Date 29 September 2012
Event ESMO Congress 2012
Session Breast cancer, early stage
Topics Anticancer Agents
Breast Cancer
Biological Therapy
Presenter Xiaosong Chen
Authors X. Chen1, G. Ye2, C. Zhang3, X. Li4, K. Shen1
  • 1Comprehensive Breast Health Center, Ruijin Hospital, Shanghai Jiaotong University School of Medicine, 200023 - Shanghai/CN
  • 2Department Of Breast Surgery, 2. The First People's Hospital of Foshan, Foshan/CN
  • 3Department Of Breast Surgery, 3. Guangzhou General Hospital of Guangzhou Military Area, Guangzhou/CN
  • 4Department Of Breast Surgery, 4. Shanxi Provincical Cancer Hospital, Taiyuan/CN




To evaluate the activity and safety of docetaxel plus cyclophosphomide (TC) compared with docetaxel, anthracycline and cyclophosphomide (TAC) in neoadjuvant treatment of triple negative or HER2 positive breast cancer, which may help us to determine the role of anthracycline in breast cancer treatment.

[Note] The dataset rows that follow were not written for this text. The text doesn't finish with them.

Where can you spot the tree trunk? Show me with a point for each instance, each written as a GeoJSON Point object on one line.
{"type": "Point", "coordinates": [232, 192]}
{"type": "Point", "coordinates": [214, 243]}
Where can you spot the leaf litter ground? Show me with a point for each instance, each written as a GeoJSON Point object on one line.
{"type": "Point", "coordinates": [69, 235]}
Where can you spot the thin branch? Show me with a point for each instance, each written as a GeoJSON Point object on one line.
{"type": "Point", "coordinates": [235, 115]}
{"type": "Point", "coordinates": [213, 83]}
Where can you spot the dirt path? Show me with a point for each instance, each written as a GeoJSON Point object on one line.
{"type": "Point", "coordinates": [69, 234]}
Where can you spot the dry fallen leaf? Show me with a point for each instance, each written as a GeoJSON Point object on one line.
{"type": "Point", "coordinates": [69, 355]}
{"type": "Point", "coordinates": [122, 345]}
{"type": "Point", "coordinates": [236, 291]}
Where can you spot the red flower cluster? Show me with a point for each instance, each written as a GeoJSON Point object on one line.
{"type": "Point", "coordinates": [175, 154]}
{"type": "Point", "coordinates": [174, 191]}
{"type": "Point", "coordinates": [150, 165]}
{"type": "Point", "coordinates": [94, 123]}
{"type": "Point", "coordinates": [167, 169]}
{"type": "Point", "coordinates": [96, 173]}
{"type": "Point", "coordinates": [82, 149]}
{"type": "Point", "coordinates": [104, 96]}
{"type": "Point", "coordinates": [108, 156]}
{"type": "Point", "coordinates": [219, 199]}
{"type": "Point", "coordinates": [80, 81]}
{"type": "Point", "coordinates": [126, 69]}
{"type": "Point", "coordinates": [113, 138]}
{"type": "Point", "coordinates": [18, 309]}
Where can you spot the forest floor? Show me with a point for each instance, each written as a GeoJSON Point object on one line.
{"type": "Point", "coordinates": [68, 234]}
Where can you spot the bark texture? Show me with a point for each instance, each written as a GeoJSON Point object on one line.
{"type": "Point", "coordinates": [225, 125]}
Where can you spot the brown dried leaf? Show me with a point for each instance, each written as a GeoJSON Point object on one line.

Clinical stage IIB or III breast cancer patients were treated with six cycles of TC (docetaxle 75 mg/m2 and cyclophosphomide 600 mg/m2) or TAC (docetaxle 75 mg/m2, anthracycline, and cyclophosphomide 500 mg/m2). Either epirubicin 60mg/m2 or adimycin 50mg/m2 was allowed as an anthracycline regimen. The primary end point was pathological complete remission (pCR), defined as no residual invasive cancer in breast and axillary lymph node. Seconday end points included safety, clinical response rate, event free survival (EFS), disease free survival (DFS), and overall survival (OS).


102 patients were randomized and 96 patients were available for analysis (TC: n = 45; TAC: n = 51). After surgery, pCR rate was 6.8% (3/45) and 17.6% (9/51) in TC and TAC group, respectively, P = 0.113. There was also no difference in clinical response rate. However, with mean follow up of 20 (3-36) months, TAC treatment, compared with TC, resulted in a significantly superior EFS (80.4% vs 60.0%, respectively; adjusted HR = 2.42 (95% CI: 1.11 to 5.30); P = 0.027), better DFS (84.3% vs 64.4%, respectively; adjusted HR = 2.85 (95% CI: 1.21 to 6.74); P = 0.017) and a trend towards less death (96.1% vs 86.7%, respectively; adjusted HR = 2.52 (95% CI: 0.41-15.38); P = 0.315). Patients treated with TAC had relative high rates of grade 3-4 neutropenia and leukopenia, and rates of other severe adverse events were similar and no patients died on treatment.


pCR rate was not significantly different between TAC and TC in neodajuvant treatment of triple negative or HER2 positive breast cancer. Adding anthracycline to TC can significantly improve patients' outcome, which deserves further investigation. (Sponsored by Sanofi; ClinicalTrials.gov number, NCT00912444.)


All authors have declared no conflicts of interest.